Ralph and Jackie are avid stock market investors. In this article, I will explain how they can use two different methods to calculate the rate of return to compare the performance of their investments.

Ralph buys $ 1,000 worth of shares in AlphaCorp. He held it for exactly 2 years and then sold it for $ 1,200. Jackie buys shares worth $ 3,000 at BetaCorp. She keeps her stock for 1 year and sells it for $ 3,300. To facilitate the example, we will assume that neither Ralph nor Jackie receive dividends from their shares.

Now Ralph and Jackie want to compare their investments. They know that there are two main methods they could use: Arithmetic Return and Logarithmic Return (often abbreviated to Log Return).

Ralph’s total winnings are $ 200 and Jackie’s $ 300. This tells them that Jackie has made more money overall. But it is also investing more. Investing more often means that she has taken a greater risk (if stocks fall, she will lose more money). To take this into account, they want to know the profit as a percentage of the amount invested. This is exactly what the Arithmetic Return gives them.

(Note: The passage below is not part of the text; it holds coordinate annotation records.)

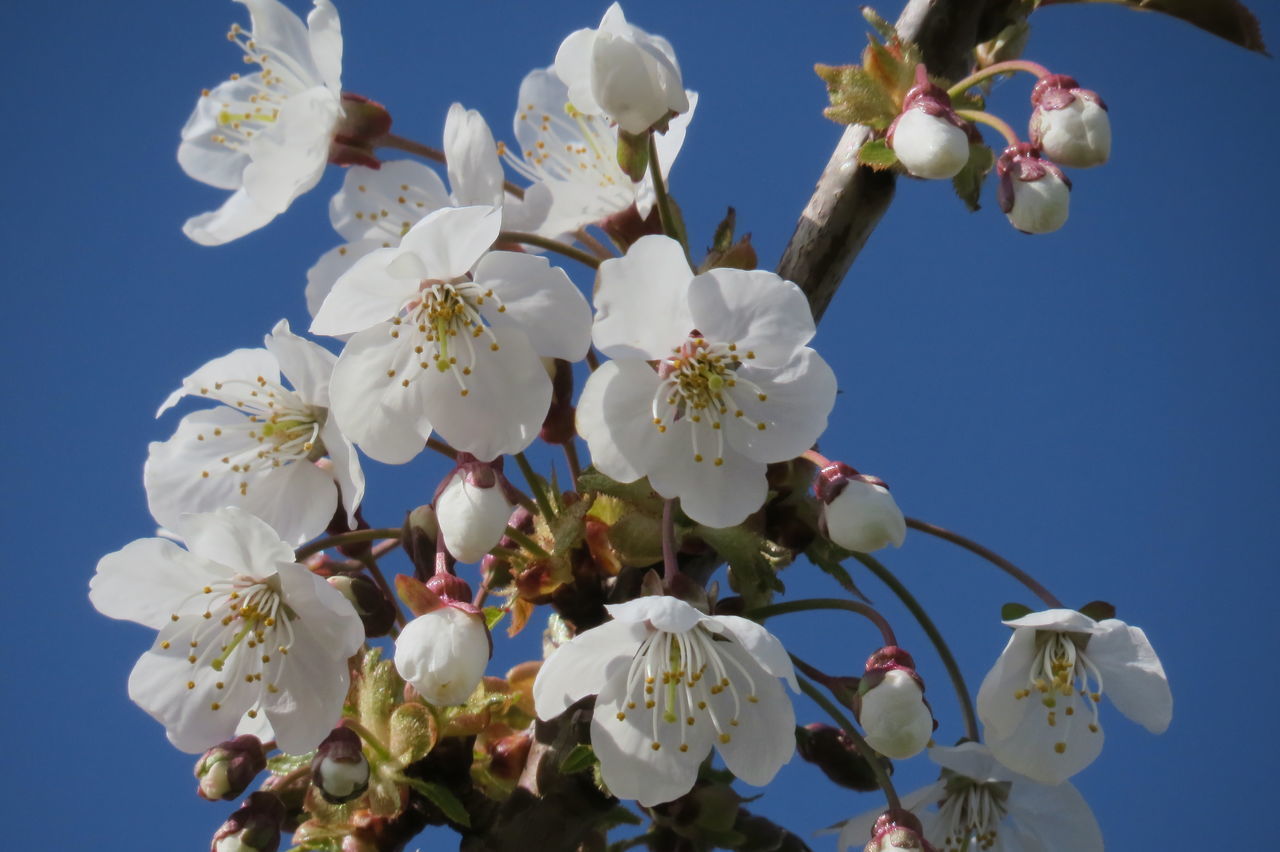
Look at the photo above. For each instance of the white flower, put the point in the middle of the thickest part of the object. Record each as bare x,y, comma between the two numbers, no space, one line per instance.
443,654
572,157
859,512
670,683
621,72
735,386
929,146
449,337
243,632
472,517
977,804
257,449
1040,702
266,136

For Ralph’s investment in AlphaCorp, the arithmetic return is 20%. For Jackie’s investment in BetaCorp, the arithmetic return is 10%. So based on the arithmetic return, it seems that Ralph made the better investment, as he earned 20% in value compared to 10% for Jackie’s investment.

But notice that Jackie sold his shares after 1 year, while Ralph held his for 2 years. The arithmetic return does not include the duration of the investment, so these values really cannot be compared in terms of meaning. So now Ralph and Jackie are comparing their investments, using the logarithmic return, which takes this into account to give an annual rate of return for each investment.

For Ralph’s investment in AlphaCorp, the return on the diary is 9.12%. For Jackie’s investment in BetaCorp, the return on the registration file is 9.53%. Both are annual rates, so they can be directly compared.

So who made the better investment?

Based on the logarithmic return, Jackie’s investment is slightly better than Ralph’s. However, there is a slight caveat, which is to mention that Jackie sold her investment after 1 year, while Ralph held hers for 2 years. If she really wants to do better than Ralph in 2 years, she will have to find another investment to make for the second year, which is at least as good as Ralph’s 9.12%.